Here is a film about people struggling with the reality of life's disappointments. Management is not a romantic comedy so much as an acutely observed study of what happens when two damaged souls collide.
On the surface, it adheres to a certain rom-com formula: Guy meets Girl, Guy falls in love, Guy chases Girl around country. Girl isn't sure about Guy, Girl sleeps with Guy on impulse, Girl spends a lot of time lecturing Guy about why the relationship won't work.
What sets this film apart is an undercurrent of sadness and darkness: the Guy is a borderline sociopath, and the Girl is a shell of a human, emotionally comatose and seemingly incapable of real love. They both lead zombie-like lives that are devoid of love and laughter, and when they meet, they don't quite know what to do with each other.
It sounds dire, but it's actually lighthearted and sometimes very funny; it's the kind of movie that could be pigeon-holed as a "quirky indie romance."
But writer-director Stephen Belber is an accomplished playwright (he wrote the searing chamber drama Tape, which was made into a great movie by Richard Linklater) and is too interested in the details of human nature to make something that is simply "quirky" or "cute".
Consider what Sue (Jennifer Aniston), the Girl, does for a living. She sells corporate decorative "art" (banal paintings of dogs and countrysides) to businesses, places like the Kingman Motor Inn, which is where Mike (Steve Zahn), the Guy, works. She also volunteers to help the homeless. Her volunteer work involves hitting skid row to pass out vouchers for free whoppers at Burger King, but she dreams of opening an epic soup kitchen/shelter.
She's a cog living a life made up of dull, colorless moments, but she has a nagging desire to do something meaningful. She feels "passionate" about recycling, and complains to hotel management when she finds no bin for her empty wine bottle. She focuses on being selfless and responsible to avoid confronting the fact that she is unhappy and living a painfully predictable existence.
Then there's Mike. He lives in the motel that his parents own. His daily routine consists of towel deliveries, yoga class and night-managing (sitting behind a desk and watching television). He's stuck in the uneventfulness of the Arizona desert, lonely and bored and probably depressed. When Sue shows up to his motel, he's so instantly smitten that he delivers a bottle of wine to her room under the guise of a welcome gift, and does it again the following night. "We do this for everyone," he lies. "Two-night special."
Sue is initially put off by Mike, and with good reason. He's socially awkward, with stalker-ish tendencies that make him seem capable of dangerous behavior.
Is Mike what Sue needs?
He thinks so. She doesn't. But she's bored and lonely too, and eventually succumbs to his advances and sleeps with him.

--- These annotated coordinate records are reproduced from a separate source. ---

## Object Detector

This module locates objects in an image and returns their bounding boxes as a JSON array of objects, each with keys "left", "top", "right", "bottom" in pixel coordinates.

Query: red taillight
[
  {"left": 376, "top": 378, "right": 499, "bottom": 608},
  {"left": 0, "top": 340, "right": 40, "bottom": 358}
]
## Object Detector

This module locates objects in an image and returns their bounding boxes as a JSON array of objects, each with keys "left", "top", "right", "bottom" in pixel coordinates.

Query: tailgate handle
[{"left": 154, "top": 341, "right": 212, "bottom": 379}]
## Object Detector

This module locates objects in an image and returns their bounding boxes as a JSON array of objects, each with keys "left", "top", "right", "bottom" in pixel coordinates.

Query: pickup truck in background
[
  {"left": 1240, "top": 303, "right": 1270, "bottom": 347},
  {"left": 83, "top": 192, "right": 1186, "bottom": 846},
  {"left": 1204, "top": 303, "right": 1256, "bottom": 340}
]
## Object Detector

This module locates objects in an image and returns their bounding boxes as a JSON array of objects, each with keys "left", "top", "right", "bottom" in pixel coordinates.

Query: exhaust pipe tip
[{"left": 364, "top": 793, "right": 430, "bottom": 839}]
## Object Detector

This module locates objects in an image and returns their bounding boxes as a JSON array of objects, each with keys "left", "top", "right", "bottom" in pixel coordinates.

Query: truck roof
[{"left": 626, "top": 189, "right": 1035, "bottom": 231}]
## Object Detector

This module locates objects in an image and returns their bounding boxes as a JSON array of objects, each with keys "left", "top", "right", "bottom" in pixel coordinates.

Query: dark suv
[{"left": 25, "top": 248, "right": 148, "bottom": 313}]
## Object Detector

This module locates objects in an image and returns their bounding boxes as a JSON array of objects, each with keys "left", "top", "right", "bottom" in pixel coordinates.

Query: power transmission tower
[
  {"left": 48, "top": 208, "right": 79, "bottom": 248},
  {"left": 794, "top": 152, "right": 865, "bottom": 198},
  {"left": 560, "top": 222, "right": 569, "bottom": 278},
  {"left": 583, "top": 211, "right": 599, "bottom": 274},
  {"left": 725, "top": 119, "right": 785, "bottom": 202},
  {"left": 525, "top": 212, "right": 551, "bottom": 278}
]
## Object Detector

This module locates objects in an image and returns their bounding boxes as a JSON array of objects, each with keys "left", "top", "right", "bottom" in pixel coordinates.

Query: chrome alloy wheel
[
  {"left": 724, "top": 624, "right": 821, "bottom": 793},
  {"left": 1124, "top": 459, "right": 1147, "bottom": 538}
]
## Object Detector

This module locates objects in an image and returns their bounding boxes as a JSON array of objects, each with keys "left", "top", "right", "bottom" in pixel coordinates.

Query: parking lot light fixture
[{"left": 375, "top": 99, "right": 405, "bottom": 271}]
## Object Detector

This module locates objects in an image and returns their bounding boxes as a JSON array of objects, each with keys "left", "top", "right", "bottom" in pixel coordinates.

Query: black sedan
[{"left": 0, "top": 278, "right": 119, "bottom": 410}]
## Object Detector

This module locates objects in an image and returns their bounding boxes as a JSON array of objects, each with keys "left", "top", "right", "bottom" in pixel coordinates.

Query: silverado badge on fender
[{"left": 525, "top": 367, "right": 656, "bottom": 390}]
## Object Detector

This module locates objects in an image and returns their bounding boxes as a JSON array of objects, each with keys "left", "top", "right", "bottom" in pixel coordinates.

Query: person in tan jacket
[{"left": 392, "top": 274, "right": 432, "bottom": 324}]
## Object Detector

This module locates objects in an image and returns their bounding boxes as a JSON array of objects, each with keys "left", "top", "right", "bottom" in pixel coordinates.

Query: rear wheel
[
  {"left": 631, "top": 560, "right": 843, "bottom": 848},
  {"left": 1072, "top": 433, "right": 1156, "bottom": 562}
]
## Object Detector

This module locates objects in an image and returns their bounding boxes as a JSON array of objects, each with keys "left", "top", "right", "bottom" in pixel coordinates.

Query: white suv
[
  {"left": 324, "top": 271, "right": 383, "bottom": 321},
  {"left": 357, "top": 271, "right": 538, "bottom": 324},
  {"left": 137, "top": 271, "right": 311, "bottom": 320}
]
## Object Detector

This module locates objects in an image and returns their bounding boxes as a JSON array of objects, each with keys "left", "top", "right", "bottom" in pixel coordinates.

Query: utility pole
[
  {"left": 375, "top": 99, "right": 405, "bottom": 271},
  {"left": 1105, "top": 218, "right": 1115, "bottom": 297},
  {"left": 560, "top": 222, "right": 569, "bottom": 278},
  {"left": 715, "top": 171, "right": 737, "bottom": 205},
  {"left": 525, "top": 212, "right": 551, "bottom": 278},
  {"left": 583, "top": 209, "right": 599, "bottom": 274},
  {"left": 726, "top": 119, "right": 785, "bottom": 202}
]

Then she leaves. She has a home and a job in Maryland, and can't stay to entertain the notion of a potentially disastrous relationship. But Mike won't take "no" for an answer, and eventually shows up at her doorstep across the country, begging for consideration.
This all occurs in the first act. Where the film goes is surprisingly difficult to anticipate, considering the familiar set-up. Mike's amorous quest takes him to strange places, like Aberdeen, Washington, where he meets equally strange people, like Al (James Hiroyuki Liao), a waiter at a low-rent Chinese restaurant who also works for his parents. He encourages Mike to continue chasing Sue, who has moved to Aberdeen to re-ignite a relationship with Jango (Woody Harrelson), a punk-rocker-turned-entrepreneur (he owns an organic yogurt company) whose haplessness belies a violent streak.
But I'm revealing too much. Belber revels in making outrageous set-ups and situations somehow believable, and Mike pulls stunts and makes grand gestures that in a lesser film would seem trite and slapstick. There are occasional misfires, like when Mike and Al stand outside of Sue's window and perform "Feel Like Makin' Love." Belber tries hard to inject new life and meaning into these kind of familiar zany scenarios, but he doesn't always pull it off (though a scene of Mike parachuting into Sue's backyard swimming pool amid a hale of BB fire from Jango is deliriously funny).
Belber is most comfortable when making pointed observations, and throughout the film characters utter lines that sometimes approach brilliance, as when Mike's mom observes of Sue that "she's logical, in an emotionally annihilated kind of way."
Zahn and Aniston are two charming actors who have lately found much work playing the same kind of damaged working class characters they portray in Management. Aniston in particular has developed some sort of indie cottage niche portraying tightly-wound women who walk the line between white and blue collar and put either too much stock or not enough in their romantic relationships.
Zahn has a harder time with this kind of character work, and although he does a fine job articulating Mike's idiosyncrasies, he sometimes falters with the meatier emotions. Had Belber cast a more seasoned character actor like Sam Rockwell or even Adam Sandler (who in Punch-Drunk Love was far superior with a similar role), the film's broader moments might have been more successful.
Management is not a great movie, but it's gentle and sincere. It's sharply written, well-observed and contains moments of insight that are uncommon for this type of film. Romantic comedy or not, it's more deserving of your time and money than The Proposal. It opens at the Circle this Friday.